Spine Center and Department of Orthopaedic Surgery, Seoul National University College of Medicine and Seoul National University Bundang Hospital, 82 Gumi-ro 173 Beon-gil, Bundang-gu, Seongnam-si, Gyeonggi-do, 13620, Republic of Korea.
J Mater Sci Mater Med. 2017 Jul;28(7):105. doi: 10.1007/s10856-017-5916-5. Epub 2017 May 22.
The wear of ultrahigh-molecular weight polyethylene (UHMWPE) tibial inserts in total knee arthroplasty (TKA) remains a major limitation that hinders the longevity of clinically successful devices. Surface properties significantly affect the overall performance of TKA, and surface modification with mechanically and chemically stable materials is an effective method for overcoming the wear of TKA. However, wear tests are not cost-efficient or time-efficient; thus, the effects of geometric, loading, and alignment perturbations are often evaluated via parametric studies. Computational wear prediction using a finite element (FE) model followed by validation through comparison with experimental data is effective for assessing new prosthetic designs or surface change methods prior to functional testing and surgical implementation. The aim of this study was to evaluate the weight loss, wear depth, and kinematics for different surface properties, including nanostructured diamond (NSD), diamond-like carbon (DLC), titanium-nitride (TiN), and oxidized zirconium (OxZr) on femoral components in TKA using FE analysis under gait-cycle loading conditions. Weight loss and wear depth were lowest with OxZr followed by TiN, NSD, and DLC. However, the DLC femoral component did not show any improvement in wear rate compared to an uncoated cobalt-chromium (Co-Cr) femoral component. Not all surface changes applied in this study did lead to improvement in wear performance. However, this study demonstrates the potential of OxZr and TiN for reducing UHMWPE wear and offers new insights into the effects of wear on TKA.

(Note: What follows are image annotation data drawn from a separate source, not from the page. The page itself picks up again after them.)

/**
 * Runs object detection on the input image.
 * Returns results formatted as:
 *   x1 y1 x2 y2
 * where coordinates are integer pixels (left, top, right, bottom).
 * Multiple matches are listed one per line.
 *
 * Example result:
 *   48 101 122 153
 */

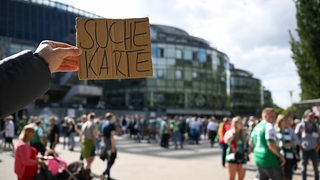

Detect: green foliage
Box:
282 105 305 119
289 0 320 100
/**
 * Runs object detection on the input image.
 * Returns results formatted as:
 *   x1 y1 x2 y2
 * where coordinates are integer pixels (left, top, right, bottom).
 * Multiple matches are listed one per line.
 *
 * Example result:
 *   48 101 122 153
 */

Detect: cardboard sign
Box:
76 18 153 80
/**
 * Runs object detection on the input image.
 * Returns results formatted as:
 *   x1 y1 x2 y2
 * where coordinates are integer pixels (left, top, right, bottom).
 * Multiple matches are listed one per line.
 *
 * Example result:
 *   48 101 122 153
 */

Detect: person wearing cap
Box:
100 113 117 179
295 109 320 180
3 115 14 154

全膝关节置换术(TKA)中超高分子量聚乙烯(UHMWPE)胫骨假体的磨损仍然是一个主要限制因素,阻碍了临床成功植入装置的长期使用。表面特性显著影响TKA的整体性能,使用机械和化学稳定材料进行表面改性是克服TKA磨损的有效方法。然而,磨损测试既不经济也不省时;因此,几何、载荷和对线扰动的影响通常通过参数研究来评估。在功能测试和手术实施之前,使用有限元(FE)模型进行计算磨损预测,然后通过与实验数据比较进行验证,对于评估新的假体设计或表面改变方法是有效的。本研究的目的是在步态周期加载条件下,使用有限元分析评估TKA中股骨部件上不同表面特性(包括纳米结构金刚石(NSD)、类金刚石碳(DLC)、氮化钛(TiN)和氧化锆(OxZr))的重量损失、磨损深度和运动学。OxZr的重量损失和磨损深度最低,其次是TiN、NSD和DLC。然而,与未涂层的钴铬(Co-Cr)股骨部件相比,DLC股骨部件的磨损率没有任何改善。并非本研究中应用的所有表面改变都能改善磨损性能。然而,本研究证明了OxZr和TiN在减少UHMWPE磨损方面的潜力,并为磨损对TKA的影响提供了新的见解。